Indeed, as the session revealed, the EU is dealing with a myriad of crises, from renewed concern over Greece, to still-weak banks in Italy and beyond, to a refugee and immigration crisis and an employment crisis that afflicts particularly the young. Add to this the crisis posed by Brexit and European leaders have their hands full. The biggest crisis of all, however, and one made more pronounced by Brexit, is a crisis of legitimacy, as David R. Cameron, professor of political science and director of European Union studies at Yale University, explained to the Global Network students.

Cameron was the featured guest in the session and shared with students his views on why his namesake, the former British Prime Minister David Cameron, miscalculated so badly when he called for a referendum on Britain’s continued membership in the EU. Not only was the question asked too narrowly (“remain” or “leave,” with no consideration of what a world without the EU might look like), he argued, but Cameron and his allies also ran a dreadful campaign that framed the issue almost exclusively in terms of the negative impact of leaving the EU on the economy, jobs, and investments—an approach that became known as “Project Fear.” Brexit proponents, in contrast, captured the imagination especially of older voters, less educated voters, and those in the former industrial heartland with their cry for Britons to “take their country back.”

“I was up all night watching the results of the referendum come in,” explained Cameron,“but when I saw that Sunderland had overwhelmingly voted to leave, I knew it was over. If a solidly Labour district with a large Nissan plant that manufactures cars largely for the European market votes to quit, it’s clear that economic rationale was not going to prevail.”

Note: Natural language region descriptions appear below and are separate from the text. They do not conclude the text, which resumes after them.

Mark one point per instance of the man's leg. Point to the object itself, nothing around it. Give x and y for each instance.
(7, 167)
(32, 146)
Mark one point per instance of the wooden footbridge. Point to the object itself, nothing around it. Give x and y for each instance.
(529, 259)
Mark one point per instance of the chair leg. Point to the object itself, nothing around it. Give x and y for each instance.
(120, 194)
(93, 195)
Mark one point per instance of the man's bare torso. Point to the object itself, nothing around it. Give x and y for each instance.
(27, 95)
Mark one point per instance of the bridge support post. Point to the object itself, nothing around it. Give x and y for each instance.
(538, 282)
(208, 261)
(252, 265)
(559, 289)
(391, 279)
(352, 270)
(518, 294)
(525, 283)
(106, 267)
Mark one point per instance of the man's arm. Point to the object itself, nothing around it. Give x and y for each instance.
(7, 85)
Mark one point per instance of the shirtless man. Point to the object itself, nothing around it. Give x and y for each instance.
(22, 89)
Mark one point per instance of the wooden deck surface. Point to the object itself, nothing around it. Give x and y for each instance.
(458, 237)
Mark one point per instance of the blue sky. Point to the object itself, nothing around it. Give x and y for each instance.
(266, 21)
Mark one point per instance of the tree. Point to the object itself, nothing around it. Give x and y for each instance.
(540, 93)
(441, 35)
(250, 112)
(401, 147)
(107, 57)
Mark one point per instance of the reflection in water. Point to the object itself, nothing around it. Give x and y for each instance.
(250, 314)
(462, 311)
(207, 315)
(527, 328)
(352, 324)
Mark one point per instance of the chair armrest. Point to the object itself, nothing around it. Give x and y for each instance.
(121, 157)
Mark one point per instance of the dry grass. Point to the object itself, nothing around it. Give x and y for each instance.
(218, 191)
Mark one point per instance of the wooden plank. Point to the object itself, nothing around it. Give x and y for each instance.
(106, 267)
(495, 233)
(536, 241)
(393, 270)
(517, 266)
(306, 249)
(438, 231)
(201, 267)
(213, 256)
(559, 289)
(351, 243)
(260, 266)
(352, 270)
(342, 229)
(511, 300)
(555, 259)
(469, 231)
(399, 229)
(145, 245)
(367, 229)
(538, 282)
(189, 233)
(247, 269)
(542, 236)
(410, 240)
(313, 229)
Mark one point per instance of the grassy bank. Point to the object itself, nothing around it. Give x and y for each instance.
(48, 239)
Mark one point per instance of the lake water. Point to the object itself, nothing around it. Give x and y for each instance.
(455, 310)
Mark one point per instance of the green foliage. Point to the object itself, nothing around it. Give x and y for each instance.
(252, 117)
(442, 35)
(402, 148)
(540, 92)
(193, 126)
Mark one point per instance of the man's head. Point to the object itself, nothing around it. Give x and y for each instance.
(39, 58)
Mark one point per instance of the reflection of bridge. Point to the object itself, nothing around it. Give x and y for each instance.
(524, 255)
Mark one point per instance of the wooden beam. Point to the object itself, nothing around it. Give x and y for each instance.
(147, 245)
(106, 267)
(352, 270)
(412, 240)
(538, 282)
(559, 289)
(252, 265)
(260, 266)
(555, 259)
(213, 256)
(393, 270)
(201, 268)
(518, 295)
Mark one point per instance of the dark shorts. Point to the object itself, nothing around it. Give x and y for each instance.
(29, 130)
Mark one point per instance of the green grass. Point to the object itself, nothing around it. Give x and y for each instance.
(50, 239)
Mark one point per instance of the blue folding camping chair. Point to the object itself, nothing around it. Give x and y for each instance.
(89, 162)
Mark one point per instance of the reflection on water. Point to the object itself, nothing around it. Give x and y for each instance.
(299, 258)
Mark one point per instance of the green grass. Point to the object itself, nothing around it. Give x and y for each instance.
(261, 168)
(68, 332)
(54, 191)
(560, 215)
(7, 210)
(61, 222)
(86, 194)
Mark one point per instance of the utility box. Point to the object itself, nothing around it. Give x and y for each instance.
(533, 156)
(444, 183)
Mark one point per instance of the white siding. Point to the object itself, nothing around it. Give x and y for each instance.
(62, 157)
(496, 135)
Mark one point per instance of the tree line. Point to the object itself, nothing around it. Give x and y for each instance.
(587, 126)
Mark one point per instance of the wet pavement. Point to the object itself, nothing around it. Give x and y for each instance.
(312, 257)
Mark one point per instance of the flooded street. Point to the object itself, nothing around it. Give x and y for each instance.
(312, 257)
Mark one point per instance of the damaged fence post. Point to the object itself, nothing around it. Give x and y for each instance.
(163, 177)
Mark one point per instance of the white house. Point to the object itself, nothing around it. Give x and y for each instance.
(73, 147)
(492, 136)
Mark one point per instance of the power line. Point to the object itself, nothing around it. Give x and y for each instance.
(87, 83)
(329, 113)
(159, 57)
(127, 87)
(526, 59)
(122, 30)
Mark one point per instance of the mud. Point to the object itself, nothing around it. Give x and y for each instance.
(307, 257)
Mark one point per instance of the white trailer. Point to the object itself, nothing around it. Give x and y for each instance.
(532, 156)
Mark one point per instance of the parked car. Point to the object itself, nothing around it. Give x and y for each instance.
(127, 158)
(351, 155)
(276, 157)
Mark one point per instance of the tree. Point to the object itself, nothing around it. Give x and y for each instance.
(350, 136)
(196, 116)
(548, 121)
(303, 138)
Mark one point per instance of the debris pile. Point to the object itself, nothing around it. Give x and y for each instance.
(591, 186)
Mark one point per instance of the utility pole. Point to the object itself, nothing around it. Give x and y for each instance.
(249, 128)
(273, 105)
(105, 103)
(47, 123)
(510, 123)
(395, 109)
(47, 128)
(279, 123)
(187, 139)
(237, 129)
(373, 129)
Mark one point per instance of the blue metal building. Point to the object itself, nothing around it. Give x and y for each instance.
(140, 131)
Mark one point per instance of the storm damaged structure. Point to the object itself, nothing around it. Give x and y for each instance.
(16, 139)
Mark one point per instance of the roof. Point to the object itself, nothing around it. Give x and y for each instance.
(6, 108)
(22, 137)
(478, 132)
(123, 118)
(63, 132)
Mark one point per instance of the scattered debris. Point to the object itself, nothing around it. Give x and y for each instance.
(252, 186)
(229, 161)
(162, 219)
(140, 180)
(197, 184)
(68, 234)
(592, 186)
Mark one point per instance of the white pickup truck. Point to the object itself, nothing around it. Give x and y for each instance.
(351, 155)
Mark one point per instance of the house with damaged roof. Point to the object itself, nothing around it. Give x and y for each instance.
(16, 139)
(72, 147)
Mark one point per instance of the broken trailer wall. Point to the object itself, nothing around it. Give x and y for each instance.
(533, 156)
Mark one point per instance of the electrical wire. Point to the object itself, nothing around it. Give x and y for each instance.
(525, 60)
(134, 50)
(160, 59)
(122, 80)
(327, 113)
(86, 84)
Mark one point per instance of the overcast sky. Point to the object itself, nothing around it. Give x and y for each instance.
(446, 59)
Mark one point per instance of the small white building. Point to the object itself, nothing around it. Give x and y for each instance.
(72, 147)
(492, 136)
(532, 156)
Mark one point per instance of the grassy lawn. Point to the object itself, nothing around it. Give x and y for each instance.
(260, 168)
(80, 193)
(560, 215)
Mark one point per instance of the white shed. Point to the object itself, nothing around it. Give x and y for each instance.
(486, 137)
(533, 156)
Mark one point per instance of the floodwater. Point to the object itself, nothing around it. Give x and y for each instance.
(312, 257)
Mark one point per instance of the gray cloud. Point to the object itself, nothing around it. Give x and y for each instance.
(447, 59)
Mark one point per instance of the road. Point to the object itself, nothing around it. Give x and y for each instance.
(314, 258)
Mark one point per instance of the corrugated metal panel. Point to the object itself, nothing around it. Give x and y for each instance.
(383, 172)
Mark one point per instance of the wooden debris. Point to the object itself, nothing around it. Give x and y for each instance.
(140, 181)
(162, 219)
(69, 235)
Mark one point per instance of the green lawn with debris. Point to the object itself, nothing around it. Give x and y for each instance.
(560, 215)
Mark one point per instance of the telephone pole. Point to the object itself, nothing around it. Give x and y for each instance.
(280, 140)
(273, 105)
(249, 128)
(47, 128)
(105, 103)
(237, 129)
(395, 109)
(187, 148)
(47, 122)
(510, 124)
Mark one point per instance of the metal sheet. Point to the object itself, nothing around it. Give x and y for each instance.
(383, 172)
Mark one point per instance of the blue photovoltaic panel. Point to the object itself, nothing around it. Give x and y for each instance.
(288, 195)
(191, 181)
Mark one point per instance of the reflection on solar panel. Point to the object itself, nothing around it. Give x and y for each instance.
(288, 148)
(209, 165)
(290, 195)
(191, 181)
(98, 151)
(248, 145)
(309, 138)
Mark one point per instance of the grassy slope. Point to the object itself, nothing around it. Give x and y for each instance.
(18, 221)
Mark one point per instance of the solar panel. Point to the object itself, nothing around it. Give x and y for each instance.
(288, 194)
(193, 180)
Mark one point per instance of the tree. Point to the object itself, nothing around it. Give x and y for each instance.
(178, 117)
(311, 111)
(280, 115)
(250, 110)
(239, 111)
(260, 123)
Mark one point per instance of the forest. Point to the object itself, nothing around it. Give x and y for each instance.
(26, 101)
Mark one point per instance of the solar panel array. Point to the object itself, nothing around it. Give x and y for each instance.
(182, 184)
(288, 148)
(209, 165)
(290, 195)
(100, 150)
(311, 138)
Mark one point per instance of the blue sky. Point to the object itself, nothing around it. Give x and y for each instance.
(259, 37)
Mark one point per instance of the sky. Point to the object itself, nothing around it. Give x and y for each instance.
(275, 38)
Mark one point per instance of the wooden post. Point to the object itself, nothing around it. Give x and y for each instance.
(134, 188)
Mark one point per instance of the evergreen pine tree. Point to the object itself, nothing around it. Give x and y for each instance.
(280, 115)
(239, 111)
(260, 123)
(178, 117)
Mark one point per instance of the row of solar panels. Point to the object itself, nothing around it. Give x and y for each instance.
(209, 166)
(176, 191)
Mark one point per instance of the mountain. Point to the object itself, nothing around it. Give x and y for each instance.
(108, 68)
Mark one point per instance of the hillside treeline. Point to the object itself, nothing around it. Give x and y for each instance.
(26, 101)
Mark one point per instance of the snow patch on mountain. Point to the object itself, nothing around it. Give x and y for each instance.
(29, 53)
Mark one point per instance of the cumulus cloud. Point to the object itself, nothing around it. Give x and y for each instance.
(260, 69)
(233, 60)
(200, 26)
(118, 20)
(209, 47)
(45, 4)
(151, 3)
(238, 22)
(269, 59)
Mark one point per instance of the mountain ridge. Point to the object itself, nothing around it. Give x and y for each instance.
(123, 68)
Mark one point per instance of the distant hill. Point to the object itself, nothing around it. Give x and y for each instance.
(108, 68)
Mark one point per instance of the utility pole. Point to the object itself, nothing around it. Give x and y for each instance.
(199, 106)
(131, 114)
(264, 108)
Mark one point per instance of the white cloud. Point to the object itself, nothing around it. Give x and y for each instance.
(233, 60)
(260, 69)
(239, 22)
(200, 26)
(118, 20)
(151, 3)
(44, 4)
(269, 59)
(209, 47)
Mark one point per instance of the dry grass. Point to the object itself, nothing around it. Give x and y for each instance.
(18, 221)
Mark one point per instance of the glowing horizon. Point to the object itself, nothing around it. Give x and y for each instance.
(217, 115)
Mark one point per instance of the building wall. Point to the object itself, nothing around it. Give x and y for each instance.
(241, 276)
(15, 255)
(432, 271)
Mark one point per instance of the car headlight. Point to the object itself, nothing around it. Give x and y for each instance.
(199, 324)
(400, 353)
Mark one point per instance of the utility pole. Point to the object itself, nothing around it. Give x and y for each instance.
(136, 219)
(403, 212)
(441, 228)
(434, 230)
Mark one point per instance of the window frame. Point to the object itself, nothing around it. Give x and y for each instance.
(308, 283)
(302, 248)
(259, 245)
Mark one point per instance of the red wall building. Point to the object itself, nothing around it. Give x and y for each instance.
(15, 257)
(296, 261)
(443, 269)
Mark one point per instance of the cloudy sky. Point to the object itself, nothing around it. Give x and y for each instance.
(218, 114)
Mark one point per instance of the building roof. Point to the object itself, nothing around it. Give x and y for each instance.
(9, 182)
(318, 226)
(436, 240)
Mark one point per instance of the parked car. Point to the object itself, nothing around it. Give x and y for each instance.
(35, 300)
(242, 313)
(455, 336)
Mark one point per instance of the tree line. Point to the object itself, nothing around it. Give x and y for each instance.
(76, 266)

For many British voters, immigration was the key issue, and those who were particularly concerned about a recent increase in immigration from fellow EU countries mired in economic crisis voted overwhelmingly to quit the EU. “Since its founding, the European Economic Community and later the European Union has had this focus on the ‘four freedoms’—the creation of an internal market in which goods, services, capital, and people could move freely,” explained Cameron. While the British economy has benefited from European integration, older and poorer voters in particular felt that the free flow of people from other EU countries had hurt them. Yet European leaders were unwilling to let Britain pick and choose, and for this position they got the support of Global Network students. Polled on whether they think European leaders should have allowed the UK to suspend or limit EU migration in an effort to appease British voters, 65 percent said “definitely not” or “probably not.” And it is this insistence of the EU that the four freedoms go together that has left current Prime Minister Theresa May no choice but to opt for “hard” Brexit, Cameron concluded.

Having examined in a previous session of the course the rise of populists from the U.S. to Asia and Europe, enrolled students believe that the wave that saw Donald Trump elected in the U.S. and Rodrigo Duterte take power in the Philippines, and that has emboldened populist leaders in Hungary, Poland, Turkey, and other countries, is not over. A plurality of 44% of students enrolled in the course think that Marine Le Pen, leader of the populist anti-EU and anti-immigrant Front National, will become the next president of France after elections in April and May. A similar plurality think Geert Wilders of the anti-establishment Dutch Freedom Party will win his country’s parliamentary election in March. Things are less certain in Italy. While 37% of students think that Beppe Grillo, leader of the populist Five Star Movement, could become Italian prime minister if there are early elections this year, 47% are not sure. Students have the most confidence in the outcome of Germany’s elections in the fall. Even though the populist Alternative für Deutschland has been gaining in the polls and the Social Democratic Party, Chancellor Merkel’s junior coalition partner, has nominated with former European Parliament president Martin Schulz a popular alternative, 55% of students are convinced Angela Merkel will be reelected as chancellor.
 

In his closing comments, Cameron stressed his optimism regarding the future of the European project despite the colossal challenges. “Europe always does best when in crisis,” Cameron explained, and now that the perennially EU-ambivalent UK has withdrawn, there is an opportunity for the remaining members to forge ahead with “ever closer union.” Cameron revealed that on the question of whether the EU will still be around in one, five, and 10 years, he would have voted “yes,” “yes,” and “yes.”